3.Women could pour a small vial of animal blood on the sheets when their new husband wasn't looking.
Harris & Caskey-Sigety said, "It wasn’t too difficult for a clever yet soiled bride to acquire a vial of blood. Most medieval households had adjoining farms, and animals were routinely butchered for dinner. A bit of chicken blood could easily be hidden in a piece of jewelry and spilled onto the sheets under the cover of darkness." I can think of few things more romantic than figuring out the perfect timing to dump a random animal's blood in your marital bed.
4.Women could create a poultice or wash with a concoction of some kind to tighten things up down there for the wedding night.
The Trotula suggests "a constrictive for the vagina so that [women] may appear as if they were virgins. Take the whites of eggs and mix them with water in which pennyroyal and hot herbs of this kind have been cooked, and with a new linen cloth dipped in it, place it in the vagina two or three times a day." Please don't try this at home.
It also recommends taking "the newly grown bark of a holm oak. Having ground it, dissolve it with rainwater, and with a linen or cotton cloth, place it in the vagina in the above-mentioned manner. And remove all these things before the hour of the commencement of intercourse."
Reminder: this medieval Cinderella may not have had access to a clock at home (they started appearing in homes around the 1300s), so this might require some skillful timing.

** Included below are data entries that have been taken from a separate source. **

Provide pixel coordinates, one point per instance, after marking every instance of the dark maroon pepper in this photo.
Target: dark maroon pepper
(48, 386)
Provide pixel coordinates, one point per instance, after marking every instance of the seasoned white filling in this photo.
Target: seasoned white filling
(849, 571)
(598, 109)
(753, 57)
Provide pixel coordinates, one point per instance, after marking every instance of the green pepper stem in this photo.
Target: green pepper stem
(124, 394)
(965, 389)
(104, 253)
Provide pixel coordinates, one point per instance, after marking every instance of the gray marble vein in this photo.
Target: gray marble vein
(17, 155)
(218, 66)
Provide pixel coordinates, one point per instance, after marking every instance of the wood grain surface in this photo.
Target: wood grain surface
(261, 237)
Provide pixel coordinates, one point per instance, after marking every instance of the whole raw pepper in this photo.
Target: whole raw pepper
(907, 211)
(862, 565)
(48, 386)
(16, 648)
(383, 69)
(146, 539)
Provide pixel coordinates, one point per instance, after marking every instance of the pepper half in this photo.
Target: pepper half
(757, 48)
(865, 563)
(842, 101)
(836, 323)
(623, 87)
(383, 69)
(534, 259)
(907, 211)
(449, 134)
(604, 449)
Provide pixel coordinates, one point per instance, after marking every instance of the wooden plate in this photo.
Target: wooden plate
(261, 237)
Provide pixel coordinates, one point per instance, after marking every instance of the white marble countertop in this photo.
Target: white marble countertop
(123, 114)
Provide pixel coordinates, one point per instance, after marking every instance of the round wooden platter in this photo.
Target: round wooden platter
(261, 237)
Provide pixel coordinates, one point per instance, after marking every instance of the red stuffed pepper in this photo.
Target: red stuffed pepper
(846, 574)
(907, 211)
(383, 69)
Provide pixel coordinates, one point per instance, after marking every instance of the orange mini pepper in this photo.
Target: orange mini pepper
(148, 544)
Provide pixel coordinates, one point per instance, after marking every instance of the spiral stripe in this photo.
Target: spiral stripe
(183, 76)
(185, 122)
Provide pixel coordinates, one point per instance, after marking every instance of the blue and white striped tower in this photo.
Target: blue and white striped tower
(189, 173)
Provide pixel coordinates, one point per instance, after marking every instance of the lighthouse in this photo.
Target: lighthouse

Another option from The Trotula is taking "oak apples, roses, sumac, great plantain, comfrey, Armenian bole, alum, and fuller’s earth, of each one ounce. Let them be cooked in rainwater, and with this water, let the genitals be fomented."
I'm not loving sound of the word "foment" in such close proximity to "genitals."
They also used alum water, which "is a chemical compound of hydrated potassium aluminum sulfate used to tan leather and pickle meats and set the dye in wool," Harris and Caskey-Sigety said. "A key property of alum water is that it is an astringent. It shrinks and tightens skin. So used in the vaginal area, alum water could shrink the tissue, giving the illusion of virginity, without actually replacing the hymen."
I am incapable of imagining the desperation necessary to feel comfortable knowing the thing you're about to put in your vagina is used for pickling meats.
5.Women could insert rings, resin, or suppositories into their vaginas that would provide extra resistance.
Phas / Universal Images Group via Getty Images, @bejayoharen / Via giphy.com
"These devices acted like a surrogate hymen," said Harris and Caskey-Sigety. Safe to assume the gentleman in the first image is none the wiser.
6.Women could fumigate their vaginas with some type of herbal substance intended to repair their ruptured hymen.
Harris and Caskey-Sigety said that "fumigation was a common medical treatment option in the Middle Ages, so it is not surprising that some virginity restoration techniques made use of fumigators. Vessels containing water mixed with some sort of herbal substance, often foul-smelling ones, were heated over open fires until steam was produced. The steam was funneled through a tube inserted into a fallen woman’s vagina."
7.Finally, women could take the spiritual course and simply wait seven years.
The Penitential of Finnian, written in the early years of the Middle Ages, offers a penance to reclaim absent virginity. “She must live for six years on bread and water, and in the seventh year, she shall be joined to the alter; and then we say her crown can be restored, and she may don a white robe and be pronounced a virgin." I'll be honest: this feels like a great way to get scurvy. Unfortunately, humans had no idea that we needed to eat an orange once in a while until the 1700s.
Personally, I'm very glad women can own property these days, least of all so that no one feels the need to go through outlandish purity tests. Still, it's nice to know that even hundreds of years ago, women could take a bit of power back for themselves — even if it meant putting a leech on their hoo-has.